Feldman adds that Asian markets, where super apps thrive, are “very specific with very nuanced behaviors which aren’t witnessed elsewhere and the entire ecosystem is online.”
He also says that Chinese airlines, for example, have less mature loyalty programs compared to their Western counterparts and that, in general, other factors such price and airline schedule or hotel location must be taken into account.
The jury is out on whether a travel super app is in the cards (although some argue that Google is on the way), with Canty saying there’s no evidence of anyone successfully “engaging a user base” across multiple elements, including shopping.
Feldman adds that super apps in Asia are comparable to services such as Expedia and Booking.com in the West, with the online travel agency booking process similar to the super app interface.
After that, he says, it’s up to the hotel or airline to make the most of that customer once it has them through the door.
Feldman stresses that the fundamentals of loyalty and the booking process do not change, whether consumers are using an integrated platform environment or simply booking on whatever platform they are currently using.
One area where airlines and hotel companies may find it easier to drive affinity within super apps is around how they are already diversifying to enable consumers to earn and redeem points for other services.
Hilton’s tie-up with Amazon, allowing its program members to redeem points for purchases on the retail giant, is one example.

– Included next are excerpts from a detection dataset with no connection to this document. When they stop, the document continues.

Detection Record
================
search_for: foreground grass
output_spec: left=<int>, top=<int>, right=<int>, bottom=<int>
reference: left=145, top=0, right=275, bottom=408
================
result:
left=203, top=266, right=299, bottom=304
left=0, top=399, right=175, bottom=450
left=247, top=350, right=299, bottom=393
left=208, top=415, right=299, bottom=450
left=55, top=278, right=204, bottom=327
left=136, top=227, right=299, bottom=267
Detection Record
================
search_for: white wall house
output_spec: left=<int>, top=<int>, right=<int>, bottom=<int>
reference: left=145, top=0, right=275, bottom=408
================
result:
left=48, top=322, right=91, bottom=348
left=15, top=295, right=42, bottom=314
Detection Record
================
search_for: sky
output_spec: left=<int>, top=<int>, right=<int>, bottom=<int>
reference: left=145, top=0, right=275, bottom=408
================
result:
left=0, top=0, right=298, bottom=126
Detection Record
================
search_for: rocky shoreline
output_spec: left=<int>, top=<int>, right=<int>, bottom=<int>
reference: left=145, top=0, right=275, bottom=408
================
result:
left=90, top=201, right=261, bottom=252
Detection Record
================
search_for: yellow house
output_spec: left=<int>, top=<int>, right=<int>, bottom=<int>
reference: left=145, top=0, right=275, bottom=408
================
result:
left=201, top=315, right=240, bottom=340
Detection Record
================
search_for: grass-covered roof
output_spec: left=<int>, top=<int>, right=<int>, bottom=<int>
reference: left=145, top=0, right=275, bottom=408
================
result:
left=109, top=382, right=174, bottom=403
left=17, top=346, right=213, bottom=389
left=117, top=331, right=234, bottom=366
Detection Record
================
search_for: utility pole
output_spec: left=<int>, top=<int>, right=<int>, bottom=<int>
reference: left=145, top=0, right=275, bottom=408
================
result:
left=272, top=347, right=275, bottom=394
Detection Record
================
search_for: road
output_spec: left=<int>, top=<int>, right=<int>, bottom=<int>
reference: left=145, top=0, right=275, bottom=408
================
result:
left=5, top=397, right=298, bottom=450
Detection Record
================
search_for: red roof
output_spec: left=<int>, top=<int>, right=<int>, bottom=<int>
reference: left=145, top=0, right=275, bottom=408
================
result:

Partnerships of this kind are one likely way forward for travel brands to drive loyalty within super apps, giving consumers daily earning potential and keeping those brands front and center.

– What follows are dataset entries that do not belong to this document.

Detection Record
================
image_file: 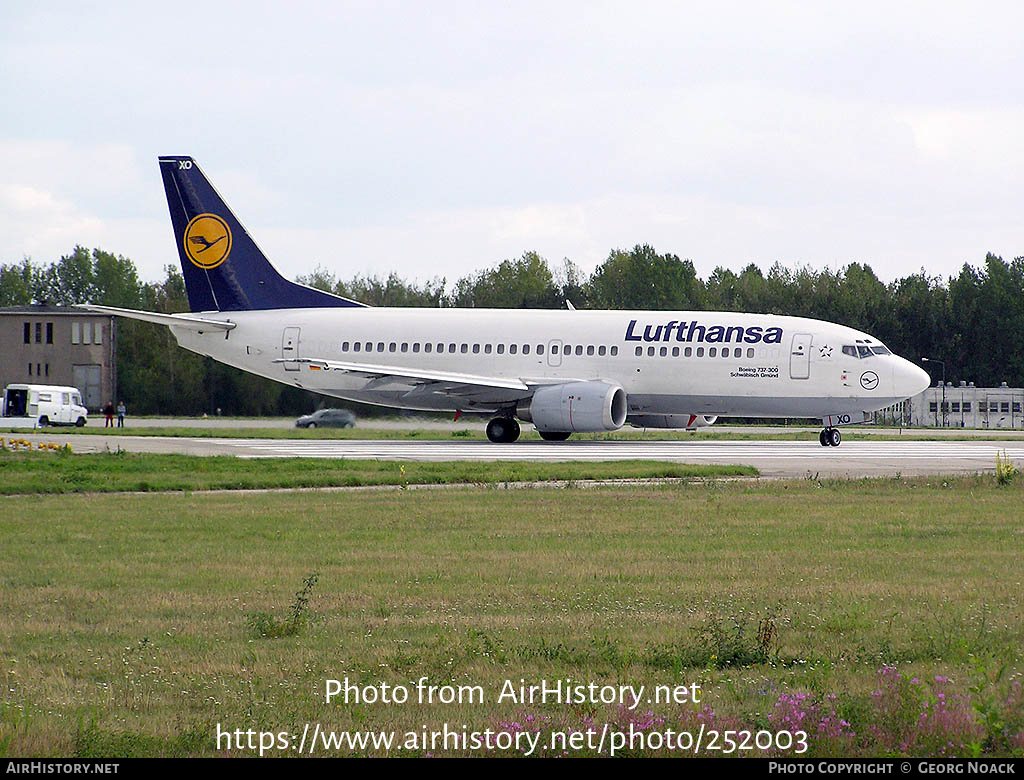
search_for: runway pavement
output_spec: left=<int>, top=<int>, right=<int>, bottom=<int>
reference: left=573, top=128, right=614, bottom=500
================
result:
left=16, top=434, right=1024, bottom=477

Canty expects the idea of the “micro burn” and engaging customers earlier to make them feel they are earning something to become more prevalent.
In Asia, super apps such as LINE are already moving along this path.
About a year ago, Japan-based metasearch service LINE Travel JP, already accessible on LINE, joined the platform’s loyalty point program.
The program, which is also aligned with mobile payment platform LINE Pay, allows consumers to earn points for booking their travel, regardless of whether it ends up on being fulfilled via a hotel or an OTA.
Consumers see their points in their mobile wallet via the LINE app and then can use them for daily services such as groceries, also via the app.
And none of this precludes consumers from also earning points via the brand they end up booking through.
Kei Shibata, co-founder and CEO of LINE Travel JP, says the program helps generate the high-frequency usage that super apps are all about.
He also sees the evolution of traditional loyalty programs within super apps as being through partnerships.
Shibata adds that super apps often help drive demand and transactions by offering “limited time only” deals, but these can also help drive brand recognition.
“In the Japanese market, brand recognition is seen as important and when you keep offering special deals for Booking.com, which is not that well-known compared to local brands, users end up having great experiences, including earning points. We see conversion rates are higher and higher.”
But he stresses that while services such as LINE are brands in their own right, it takes time for users to associate them for their travel needs.
“They need to execute properly, but they’re definitely on the right track and seeing great progress. But it’s fundamentally a different user experience and will take time to get that brand recognition.”